Ares'in teklifi, Afrodit'in gözlerini birkaç santim daha büyültmüştü. İkiside yerinden doğrulmuş, daha çok yaklaşmışlardı.

"A-ama, Hephaistos? Savaş başlatması an meselesi...Her an Olympus yıkılabilir."

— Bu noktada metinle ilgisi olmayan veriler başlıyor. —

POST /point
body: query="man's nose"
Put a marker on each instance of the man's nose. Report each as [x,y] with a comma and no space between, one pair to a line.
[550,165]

"Hallederim. Bunu halledeceğim."

* * *

"Dionysus! Şarap odana, çıksak mı?"

"Huh? İ-ikimiz mi? Beraber?"

"Hm. Açık değil mi? Sadece biraz içmeliyiz belki de."

Ares ansızın gelmişti Dionysus'un yanına. O, Dionysus'u etkisi altına alabilecek bir teklifte bulunmuştu. Fakat Dionysus bunu çok farklı anlamıştı. Heyecanla şarap odasının kilitlerini açmıştı.

"Acaba, Partiden önce içtiğimiz şarabı verir misin? O bana ne kadar etki verdiyse, gerçekten hiçbirşey hatırlayamıyorum."

"Y-yani, hatırlamıyor musun? Şarabı içtin ve biz-"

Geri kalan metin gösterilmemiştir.